The commercial market is resetting values right now and nothing will stop it, Cunning said. As investors look to minimize downside risks, top-grade listings will receive the most bids in the later part of the year, helping to increase single-tenant sales activity.

Cunning has a 5,600-square-foot, bank-owned building for sale at Tropicana Avenue and Fort Apache Road, now occupied by L.A. Spas, with the price just reduced to $895,000 from $1.1 million.

“The attraction for investors coming to Vegas today is low sales prices per foot,” he said. “When you can buy a property at such a low price that you are well below replacement cost and you can rent space at under a buck a foot and make money, the odds are quite high that over time you will have made a good investment.”

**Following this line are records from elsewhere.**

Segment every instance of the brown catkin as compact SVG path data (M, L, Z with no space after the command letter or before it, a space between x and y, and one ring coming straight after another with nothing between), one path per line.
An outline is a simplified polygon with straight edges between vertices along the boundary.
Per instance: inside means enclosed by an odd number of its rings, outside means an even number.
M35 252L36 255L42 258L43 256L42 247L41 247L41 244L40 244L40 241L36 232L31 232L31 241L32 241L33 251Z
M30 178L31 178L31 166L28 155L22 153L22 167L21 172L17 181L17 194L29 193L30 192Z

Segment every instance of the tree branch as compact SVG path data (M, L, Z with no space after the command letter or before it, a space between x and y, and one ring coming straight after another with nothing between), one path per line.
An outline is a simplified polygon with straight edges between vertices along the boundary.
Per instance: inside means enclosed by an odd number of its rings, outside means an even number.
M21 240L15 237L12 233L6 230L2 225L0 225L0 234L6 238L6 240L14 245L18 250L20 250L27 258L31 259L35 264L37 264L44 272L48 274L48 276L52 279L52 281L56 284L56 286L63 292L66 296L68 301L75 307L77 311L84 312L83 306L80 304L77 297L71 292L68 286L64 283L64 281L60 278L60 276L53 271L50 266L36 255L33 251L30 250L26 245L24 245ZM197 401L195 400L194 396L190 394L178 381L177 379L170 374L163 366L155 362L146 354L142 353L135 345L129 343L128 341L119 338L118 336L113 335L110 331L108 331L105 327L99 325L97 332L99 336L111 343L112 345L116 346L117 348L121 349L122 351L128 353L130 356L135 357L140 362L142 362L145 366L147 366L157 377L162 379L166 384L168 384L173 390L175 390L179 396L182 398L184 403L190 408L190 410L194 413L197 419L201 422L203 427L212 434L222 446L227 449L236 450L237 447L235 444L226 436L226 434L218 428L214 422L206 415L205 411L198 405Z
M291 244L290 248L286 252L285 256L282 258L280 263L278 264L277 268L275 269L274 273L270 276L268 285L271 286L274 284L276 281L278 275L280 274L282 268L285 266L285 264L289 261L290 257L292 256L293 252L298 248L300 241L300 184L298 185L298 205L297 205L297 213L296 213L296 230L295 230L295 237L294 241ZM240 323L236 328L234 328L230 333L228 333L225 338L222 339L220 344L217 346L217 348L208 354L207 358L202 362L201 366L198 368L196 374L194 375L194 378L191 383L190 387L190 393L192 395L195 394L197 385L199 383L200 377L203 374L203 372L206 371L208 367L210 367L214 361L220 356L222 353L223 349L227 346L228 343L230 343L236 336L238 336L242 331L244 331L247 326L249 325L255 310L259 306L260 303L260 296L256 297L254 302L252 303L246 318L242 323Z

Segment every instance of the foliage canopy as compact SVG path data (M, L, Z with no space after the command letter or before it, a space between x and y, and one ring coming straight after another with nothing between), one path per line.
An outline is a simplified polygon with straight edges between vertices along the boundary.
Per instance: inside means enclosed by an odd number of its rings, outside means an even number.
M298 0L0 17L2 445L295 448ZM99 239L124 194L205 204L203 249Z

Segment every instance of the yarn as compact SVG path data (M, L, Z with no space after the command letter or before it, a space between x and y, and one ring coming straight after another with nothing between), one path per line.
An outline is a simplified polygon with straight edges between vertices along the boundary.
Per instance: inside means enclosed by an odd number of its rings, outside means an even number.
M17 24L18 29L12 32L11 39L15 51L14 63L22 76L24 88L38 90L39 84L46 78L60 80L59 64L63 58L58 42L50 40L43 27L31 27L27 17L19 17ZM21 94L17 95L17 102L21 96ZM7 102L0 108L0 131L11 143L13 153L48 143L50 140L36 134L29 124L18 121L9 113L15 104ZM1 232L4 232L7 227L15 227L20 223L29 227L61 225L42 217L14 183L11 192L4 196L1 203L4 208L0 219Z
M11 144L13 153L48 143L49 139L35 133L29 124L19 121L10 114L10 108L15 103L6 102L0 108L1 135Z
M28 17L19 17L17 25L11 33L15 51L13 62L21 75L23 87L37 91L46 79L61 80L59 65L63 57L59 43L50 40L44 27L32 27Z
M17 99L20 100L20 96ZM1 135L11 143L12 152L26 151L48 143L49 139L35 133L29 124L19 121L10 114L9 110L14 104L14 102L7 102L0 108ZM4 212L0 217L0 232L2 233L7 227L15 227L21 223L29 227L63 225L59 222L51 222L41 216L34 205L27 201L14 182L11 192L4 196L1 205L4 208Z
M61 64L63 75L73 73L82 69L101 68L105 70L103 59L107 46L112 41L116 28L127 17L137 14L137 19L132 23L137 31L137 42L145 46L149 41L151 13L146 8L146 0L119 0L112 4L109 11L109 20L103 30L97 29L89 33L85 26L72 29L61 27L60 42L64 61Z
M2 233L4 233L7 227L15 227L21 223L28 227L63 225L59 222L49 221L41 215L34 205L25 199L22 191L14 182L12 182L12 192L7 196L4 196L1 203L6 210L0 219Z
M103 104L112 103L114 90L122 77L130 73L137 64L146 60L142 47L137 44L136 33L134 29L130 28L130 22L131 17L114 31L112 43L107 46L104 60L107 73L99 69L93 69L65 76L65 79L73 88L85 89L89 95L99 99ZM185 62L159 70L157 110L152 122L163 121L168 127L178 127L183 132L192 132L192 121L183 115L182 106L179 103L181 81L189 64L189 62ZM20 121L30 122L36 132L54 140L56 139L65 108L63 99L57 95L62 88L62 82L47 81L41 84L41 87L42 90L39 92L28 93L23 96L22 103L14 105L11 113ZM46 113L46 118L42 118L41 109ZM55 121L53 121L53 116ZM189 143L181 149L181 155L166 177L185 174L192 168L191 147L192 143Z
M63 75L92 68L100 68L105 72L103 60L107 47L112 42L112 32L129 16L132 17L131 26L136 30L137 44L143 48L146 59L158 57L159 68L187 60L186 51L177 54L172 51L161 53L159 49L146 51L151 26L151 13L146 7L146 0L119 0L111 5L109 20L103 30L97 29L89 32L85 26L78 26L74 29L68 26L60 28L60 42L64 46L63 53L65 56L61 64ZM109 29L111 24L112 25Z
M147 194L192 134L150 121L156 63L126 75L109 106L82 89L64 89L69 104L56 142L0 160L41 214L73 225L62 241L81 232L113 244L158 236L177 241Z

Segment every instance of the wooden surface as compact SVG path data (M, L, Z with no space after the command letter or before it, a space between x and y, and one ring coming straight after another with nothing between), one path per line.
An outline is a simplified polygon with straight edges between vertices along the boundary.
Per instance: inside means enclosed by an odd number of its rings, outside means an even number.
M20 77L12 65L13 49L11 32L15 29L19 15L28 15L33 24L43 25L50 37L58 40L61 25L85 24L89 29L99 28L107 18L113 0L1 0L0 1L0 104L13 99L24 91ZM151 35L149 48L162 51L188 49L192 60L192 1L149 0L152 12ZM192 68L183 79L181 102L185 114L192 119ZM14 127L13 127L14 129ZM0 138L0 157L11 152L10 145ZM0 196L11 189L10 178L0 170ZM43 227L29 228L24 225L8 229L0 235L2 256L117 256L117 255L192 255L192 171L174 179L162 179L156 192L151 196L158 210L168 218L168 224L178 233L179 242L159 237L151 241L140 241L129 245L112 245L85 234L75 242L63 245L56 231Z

Real estate research firm Applied Analysis put the third-quarter retail vacancy rate at 10.7 percent, unchanged from the previous quarter and up from 10.4 percent in the year-ago period. Average asking rent was $1.60 a square foot, a decrease of 8 cents from the previous quarter and 35 cents a year- ago.

The firm also reported positive net absorption of 47,200 square feet during the quarter, the second straight quarter that retailers moved into more space than out.

Construction activity is limited to Tivoli Village, a mixed-use retail and office project at Rampart Boulevard and Alta Drive, and Caroline’s Court, 74,000 square feet of inline and pad space at the Lowe’s-anchored retail center at U.S. Highway 95 and Durango Drive.

With taxable sales showing few increases during the Great Recession and consumer confidence near record lows, retailers will likely continue waiting before pursuing further growth opportunities in Southern Nevada, Applied Analysis project manager Jake Joyce said.

“The upcoming holiday season, when most retailers turn an annual profit, will be a vital measurement in determining the strength and sustainability of the recovery in the local retail market,” he said.